Если карта – это заблуждение психолога в попытках осмыслить процесс нахождения пути, то какова более точная метафора? Вспомните, как вы добираетесь домой с работы. Представляете весь маршрут, словно с высоты птичьего полета, и начинаете прокладывать курс? Скорее всего, нет. Вы знаете исходный пункт и последовательность принимаемых решений, и у вас сохранилась зрительная память о маршруте. Этот процесс, по всей вероятности, гораздо больше похож на вызов воспоминаний о мелодии, на что указал мне Гарри Хефт, профессор психологии из Университета Денисона в Огайо. «Когда я думаю о пути на работу, то как будто хочу начать напевать мелодию. Я не представляю всю песню до самого конца – я просто начинаю петь. Вспоминаю, с чего она начинается, – говорил Хефт. – Как и при пении, я могу в какой-то момент потеряться, тогда я останавливаюсь и пытаюсь поймать ускользнувшую нить – и что потом? Я вижу прямую аналогию между музыкой и навигацией, потому что они обе представляют собой временно структурированную информацию»[184]. Возможно, метафора, отражающая суть навигации, – это не следовать карте, а слушать музыкальную пьесу и предвидеть ее развитие.

Научные идеи Хефта восходят к взглядам Уильяма Джеймса. Хефт учился с Джеймсом Гибсоном, пионером экологической психологии, а того учил Э. Б. Холт, некогда – ученик Уильяма Джеймса. Как и его учитель Гибсон, Хефт не верит, что с поиском пути связаны когнитивные карты. Да, если нас попросят, мы можем представить окружающий мир в виде карты. Но такие карты с евклидовыми координатами, по его мнению, не лежат в основе наших знаний о пространстве. «Когда мы путешествуем из одного места в другое, они не существуют в виде картинки у нас в голове. Мы можем представить отсутствующих родственников. Но, когда они рядом с нами, мы воспринимаем их непосредственно. Образы людей мы создаем только в отсутствие прямого опыта. То же самое относится к когнитивной карте: она не направляет нас непрерывно.
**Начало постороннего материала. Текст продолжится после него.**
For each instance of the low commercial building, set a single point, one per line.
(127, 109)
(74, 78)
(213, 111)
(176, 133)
Мы можем создать карту, чтобы сориентироваться, но она не является основой навигации».

Хефт писал, что способность человека мыслить в конфигурационных терминах евклидовой картографии – это итог исторического развития, и в ее основе – изобретение карт, таких как «География» Птолемея, а также экономическая и политическая экспансия Европы в XV–XVI вв. В наши дни повсеместное распространение карт и постоянное взаимодействие с ними способствуют предположению о том, что карты отражают суть мыслительного процесса. «Научная литература о животных или о насекомых, в которой авторы рассуждают о когнитивных картах, не вызывает у меня ничего, кроме недоумения, – говорит Хефт. – На мой взгляд, это заблуждение психолога, о котором писал Джеймс, когда процессу, который пытаются исследовать, навязываются определенные концепции. Говорить, что у гиппокампа имеется GPS, – безумие. Так мы применяем понятия более высшего порядка к уровню функционирования, которому они не подходят».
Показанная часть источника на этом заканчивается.